イリヤの空、UFOの夏 その4(秋山瑞人著)

ジャンル:SF  
 キタ━━(゚∀゚)━━( ゚∀)━━━(  ゚)━━(  )━━(゚  )━━(∀゚ )━━━(゚∀゚)━━!!!!!
 日本で最もファッキンな小説家、秋山瑞人センセイがやってくださいました。伊里野か世界か! 選んだったらんかい! しまいにゃごめんなさいのお手紙届くぞ!?
 泣かせの技術の集大成ではあります。泣かせ系の『黒死館』とかいちお口走っときますか? 泣かせの技術についてまったくもって容赦なく追求した、修練の賜物ではあるでしょう。

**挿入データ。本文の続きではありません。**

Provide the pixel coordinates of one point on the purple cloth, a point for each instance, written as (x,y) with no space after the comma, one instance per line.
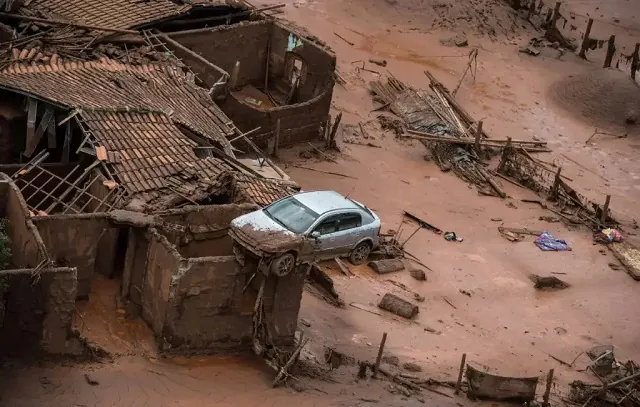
(548,243)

 まあ泣かせの技術ってのはアレだ、善意の人間の最善を求める努力が悪い結果を次々と生むって奴。だから人々はみんな重大な局面では善良で、物分りがよくて、そうでない局面でだけ頑固で悪い。頑固な悪さの憎むに足らなさ、つまるところ因果の不釣合いって奴で人は泣くわけでさ。ハッピーエンドらしき結末だってその一環っしょ。伊里野の不幸の上の浅羽の幸福の据わりの悪さ。
 ところでこれって『猫の地球儀』とどう違うんですか?
 周到に準備された、悲劇しか起こりえない世界で、起こるべくして起こった悲劇で女子供オタクオッサンの紅涙搾り取ってナンボ、でしかないのは明らかだと思うんだけど。まさか楽が死に、幽の行方も分からず、ただ、幽の夢だけは叶った『猫』のシビアさが『イリヤ』にはない、とでも? プッ。それは君、プッて奴だぜ。
 結局のところ手口は変わんないじゃん。地球へ行きたいという夢、伊里野が好きだという想い、そんな些細で許されたってかまわなそうな主人公のキモチが不釣合いなほど重くて悲劇的な何かを呼び込む、その違和感以外の何があるさね。
 つまるところ『猫』と違う派の人々は、結末の違和感のなさを責めているのだろうけれど、そんなのはただ単に最早手の内が割れちまった作家が一人いるってだけの事じゃないか。
 なんつーかなあ、邪悪だよね。ハッピーエンドがお気に召さない読者の皆様も。
 尚、末真に萌えるほど健全で正義派な俺様は、だから次にこう言う。
「やっぱ『ビートのディシプリン』にしとくんだったな!」と。